If you manage multiple clients, then you know that there are various platforms and tools that are necessary for doing so. You may need to log in and out of several different apps, websites, or technologies. How annoying is it to, for example, pull reporting for weekly status meetings and have to log in and out 10 different times for each unique client?
Shift can streamline these efforts and end the constant logging in and out - which takes up a ton of time and can also contribute to errors. Shift is an innovative platform that can be used for a better, more organized digital experience. You can use Shift to limit distractions, keep important context in your web tabs and apps, and increase overall efficiency. Furthermore, you can easily access and store tabs and bookmarks in Workspaces. This makes it simple to have important tabs on-hand and organized by workspace, then bookmark them for quick access later on. No more digging for the right website, logging in and out, and then switching over to another app that you need - it’s all right there in Shift, and you can even label your workspaces by client to stay extra organized.
Using Shift, you can also organize the following:
- Mail - Connect all of your Gmail, Outlook, and Office 365 accounts and manage everything from one centralized workstation.
- Apps - WhatsApp, Slack, Messenger—we have everything you need to get it done. Browse our Apps Directory, connect yours, and switch between them easily.
- Search - Save time and find exactly what you're looking for across any of your Mail, Calendar, and Drive accounts.

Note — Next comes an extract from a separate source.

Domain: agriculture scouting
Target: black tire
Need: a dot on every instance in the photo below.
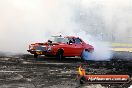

- Chrome extensions - Enjoy access to Boomerang, Grammarly, LastPass, and many of your other favorite Chrome Extensions.
- Workspaces - Create a Workspace with the exact apps, tabs, and bookmarks you need, then share it with your team to get the job done.
- Account management - Toggle between your most-used accounts, check notifications and streamline your workflow.
In conclusion, managing multiple clients can be challenging, but with the right strategies and tools, it's possible to succeed. Create a schedule, prioritize your work, communicate regularly, use project management tools, delegate tasks, use automation, be flexible, and manage your time effectively. The more you practice, the better you’ll do - and the happier your clients will be!